The Best Character In 'Someone Great' Is Weed

The new Netflix comedy has a refreshing take on women and bud

by Sesali Bowen

There are plenty of reasons to love Someone Great, Netflix's latest breakup comedy, but if I had to sum it up in a single word, it would definitely be: marijuana. Sure, Someone Great is relatable and funny (with a great RuPaul cameo and particularly excellent performances by DeWanda Wise and LaKeith Stanfield), but it's made even more relatable and way funnier because its main characters—three 20-something women with jobs—are enthusiastic potheads.

Jenny (Gina Rodriguez) is a music writer who has landed her dream job at Rolling Stone and is moving from New York City to San Francisco. (You read that correctly: She's leaving New York to go to San Francisco, not L.A., to cover the music industry. It doesn't make sense to me, either, but let's just roll with it.) She's just been broken up with by Nate (Stanfield), her boyfriend of nine years, who doesn't want to do a long-distance relationship. Jenny's heartbroken, but she and her two homegirls, Erin (Wise) and Blair (Brittany Snow), are adamant about having one last turn-up at a huge party called the Neon Classic.

So off they go through the streets of New York, trying to find last-minute tickets to a sold-out party, and running into all kinds of people from their past on the way. It's the story of a long romance and even longer friendships that are all experienced in a haze of weed smoke (or vape). We see them get high and have sex, get high and send emails, get high and sell apartments, get high and hang out with RuPaul. These are women who can do it all—while high. See? Relatable.

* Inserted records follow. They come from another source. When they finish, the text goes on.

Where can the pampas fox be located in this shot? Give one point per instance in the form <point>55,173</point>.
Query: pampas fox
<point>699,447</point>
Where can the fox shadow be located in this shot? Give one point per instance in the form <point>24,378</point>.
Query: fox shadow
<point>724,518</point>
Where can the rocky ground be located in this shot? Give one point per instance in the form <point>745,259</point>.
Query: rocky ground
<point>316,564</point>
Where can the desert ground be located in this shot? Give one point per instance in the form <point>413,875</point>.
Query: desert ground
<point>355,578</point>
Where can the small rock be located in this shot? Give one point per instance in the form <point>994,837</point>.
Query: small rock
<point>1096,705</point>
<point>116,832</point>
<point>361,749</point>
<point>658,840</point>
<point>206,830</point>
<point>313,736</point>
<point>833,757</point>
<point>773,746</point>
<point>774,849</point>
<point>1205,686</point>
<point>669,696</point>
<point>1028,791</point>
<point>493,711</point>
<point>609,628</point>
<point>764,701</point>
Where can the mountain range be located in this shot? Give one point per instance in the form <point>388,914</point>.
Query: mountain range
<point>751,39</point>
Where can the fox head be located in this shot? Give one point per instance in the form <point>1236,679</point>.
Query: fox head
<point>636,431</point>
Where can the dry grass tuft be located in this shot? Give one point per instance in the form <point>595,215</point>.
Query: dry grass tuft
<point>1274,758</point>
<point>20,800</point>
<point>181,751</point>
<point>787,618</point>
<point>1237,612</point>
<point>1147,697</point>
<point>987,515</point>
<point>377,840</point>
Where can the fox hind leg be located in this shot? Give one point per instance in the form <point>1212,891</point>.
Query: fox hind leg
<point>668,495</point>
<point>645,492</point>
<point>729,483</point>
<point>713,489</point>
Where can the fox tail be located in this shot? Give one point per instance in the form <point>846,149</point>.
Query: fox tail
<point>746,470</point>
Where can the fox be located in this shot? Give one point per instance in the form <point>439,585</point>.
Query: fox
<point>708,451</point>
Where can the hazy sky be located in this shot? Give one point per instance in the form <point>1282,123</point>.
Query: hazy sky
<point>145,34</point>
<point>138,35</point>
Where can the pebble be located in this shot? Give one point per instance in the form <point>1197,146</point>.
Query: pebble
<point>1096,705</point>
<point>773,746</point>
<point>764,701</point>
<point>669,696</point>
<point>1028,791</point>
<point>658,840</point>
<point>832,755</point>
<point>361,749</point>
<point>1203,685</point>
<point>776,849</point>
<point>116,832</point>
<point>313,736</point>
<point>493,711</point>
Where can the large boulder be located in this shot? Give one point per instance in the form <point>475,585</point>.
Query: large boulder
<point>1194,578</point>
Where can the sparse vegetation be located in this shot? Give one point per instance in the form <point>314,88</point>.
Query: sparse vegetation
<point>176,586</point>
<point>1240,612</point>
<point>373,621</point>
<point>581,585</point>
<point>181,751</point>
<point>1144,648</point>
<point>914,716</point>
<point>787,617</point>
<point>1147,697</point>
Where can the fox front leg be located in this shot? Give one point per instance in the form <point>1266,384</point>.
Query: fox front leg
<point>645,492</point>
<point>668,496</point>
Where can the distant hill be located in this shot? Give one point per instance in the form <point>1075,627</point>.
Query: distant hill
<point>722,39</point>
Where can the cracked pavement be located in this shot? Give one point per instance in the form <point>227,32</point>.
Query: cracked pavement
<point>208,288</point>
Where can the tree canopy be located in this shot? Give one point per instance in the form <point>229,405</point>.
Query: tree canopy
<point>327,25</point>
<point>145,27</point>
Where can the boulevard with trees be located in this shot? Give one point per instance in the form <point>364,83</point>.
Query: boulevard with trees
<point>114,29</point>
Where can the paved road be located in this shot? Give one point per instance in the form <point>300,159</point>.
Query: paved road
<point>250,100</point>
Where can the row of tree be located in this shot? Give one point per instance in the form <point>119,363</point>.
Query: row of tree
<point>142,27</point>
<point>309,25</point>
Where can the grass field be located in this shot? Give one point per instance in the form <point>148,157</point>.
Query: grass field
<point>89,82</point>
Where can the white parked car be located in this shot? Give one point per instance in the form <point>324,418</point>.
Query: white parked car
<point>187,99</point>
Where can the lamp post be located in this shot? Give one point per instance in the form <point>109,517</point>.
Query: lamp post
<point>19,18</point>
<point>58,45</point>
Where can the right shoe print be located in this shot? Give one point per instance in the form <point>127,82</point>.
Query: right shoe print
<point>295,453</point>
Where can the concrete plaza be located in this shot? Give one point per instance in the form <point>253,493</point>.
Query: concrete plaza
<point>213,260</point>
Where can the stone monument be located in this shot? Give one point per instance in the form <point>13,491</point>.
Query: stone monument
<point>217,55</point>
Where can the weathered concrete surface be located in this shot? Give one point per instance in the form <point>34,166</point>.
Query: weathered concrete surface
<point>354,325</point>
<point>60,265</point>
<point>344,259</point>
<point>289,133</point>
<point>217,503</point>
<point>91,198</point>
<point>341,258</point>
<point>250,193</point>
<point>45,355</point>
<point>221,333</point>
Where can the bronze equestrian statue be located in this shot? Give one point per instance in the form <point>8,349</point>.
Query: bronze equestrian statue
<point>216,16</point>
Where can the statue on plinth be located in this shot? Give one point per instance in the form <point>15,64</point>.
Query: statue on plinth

There was a time when a movie like Someone Great would have been marketed as a niche stoner flick where Jenny, Erin, and Blair are lazy and stupid, and bud was the gateway to their downfall. But that's just not realistic, even if it's rarely portrayed on-screen that way. A rare exception to this was Broad City, which was particularly good at this kind of representation—who can forget the first time Abbi put weed up her pussy to hide it from transit cops? But, still, it often descended into satire. In the real world, weed is just a part of life. Buying it is part of people's weekly errands. It's a great unifier that brings people of different backgrounds together. People use it to treat physical and mental health conditions, to zen out, and/or turn up. This is true for people across the gender spectrum—it's still far more common to see guys as goofy stoners than girls.

But as weed continues its path of rapid decriminalization, it's bound to have more accurate representation in pop culture, where it can be as normalized as it is in real life. So while Someone Great is sometimes bogged down by the tropes of all too many past romance comedies, the truly innovative thing is that it's leading us into the future when it comes to how it depicts women and drugs.

Someone Great is available on Netflix now.